Remove the core. You can cut around it with a paring knife But it's easier to strike the core firmly with the "butt" of your palm. You can usually pull or twist it out after that strike, tearing off the last few connections.
Wash it in cold water, drain it well, core hole down.
If you want large intact leaves for wrapping Vietnamese or Chinese style dishes, then run the cold water directly into the hole where the core was. The lettuce will start to fill with water. The weight of the water will start separating the leaves from each other so you can easily pull them away.

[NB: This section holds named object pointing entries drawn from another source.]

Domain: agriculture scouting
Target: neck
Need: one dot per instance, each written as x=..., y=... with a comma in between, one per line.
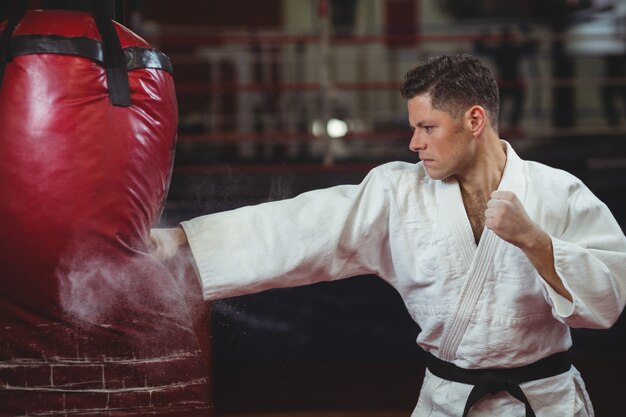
x=485, y=172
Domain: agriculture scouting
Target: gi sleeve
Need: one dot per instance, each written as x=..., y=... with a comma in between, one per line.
x=320, y=235
x=590, y=259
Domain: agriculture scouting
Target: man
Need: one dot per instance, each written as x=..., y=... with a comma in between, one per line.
x=494, y=257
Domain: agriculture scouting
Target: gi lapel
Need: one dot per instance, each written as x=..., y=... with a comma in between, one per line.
x=478, y=261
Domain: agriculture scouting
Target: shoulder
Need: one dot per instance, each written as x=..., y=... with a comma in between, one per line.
x=399, y=170
x=552, y=179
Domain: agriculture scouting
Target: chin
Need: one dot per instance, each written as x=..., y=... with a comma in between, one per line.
x=434, y=175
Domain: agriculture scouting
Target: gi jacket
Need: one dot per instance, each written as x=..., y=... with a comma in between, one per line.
x=478, y=306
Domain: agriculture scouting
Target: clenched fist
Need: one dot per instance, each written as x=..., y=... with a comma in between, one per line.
x=165, y=244
x=506, y=216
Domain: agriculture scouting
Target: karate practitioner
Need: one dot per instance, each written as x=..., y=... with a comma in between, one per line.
x=495, y=257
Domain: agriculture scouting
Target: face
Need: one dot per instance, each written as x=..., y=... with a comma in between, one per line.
x=444, y=145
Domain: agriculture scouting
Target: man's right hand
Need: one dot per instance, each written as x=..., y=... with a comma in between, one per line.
x=165, y=244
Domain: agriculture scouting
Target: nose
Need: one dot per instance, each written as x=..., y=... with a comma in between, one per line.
x=416, y=144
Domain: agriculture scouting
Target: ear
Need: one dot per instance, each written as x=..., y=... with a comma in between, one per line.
x=476, y=120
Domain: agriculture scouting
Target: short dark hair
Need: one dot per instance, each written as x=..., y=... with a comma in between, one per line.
x=455, y=83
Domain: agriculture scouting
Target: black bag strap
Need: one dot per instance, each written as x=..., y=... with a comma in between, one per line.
x=114, y=59
x=16, y=12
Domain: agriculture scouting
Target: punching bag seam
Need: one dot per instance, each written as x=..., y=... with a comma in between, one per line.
x=136, y=57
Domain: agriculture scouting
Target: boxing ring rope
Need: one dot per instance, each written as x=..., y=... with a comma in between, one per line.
x=373, y=97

Iceberg is often cut in generous wedges, drizzled with a good bleu cheese style dressing and served upright.
It shows up in some asian soups, but I've never been impressed with this usage. There's no flavor and the textural aspect doesn't appeal to me. The chinese love a variety of texture so that's probably why they use it this way.
They'll also use iceberg lettuce to line the clay/sand pot before filling with other ingredients and braising. This imparts a subtle vegetal impact, simplifies clean up and is an interesting presentation.
Chinese lettuce wraps are probably my favorite way to eat iceberg lettuce. You get the crunch of the lettuce and it adds a lot of moisture in the eating of it. RasaMalayasia has a pretty good recipe but there are many variations. The dried mushroom is pretty traditional. Jeff Smith uses half pork, half chicken which I think plays well. And I like a lot finely chopped ginger as well when I cook the meat. RasaMalaysia uses no ginger.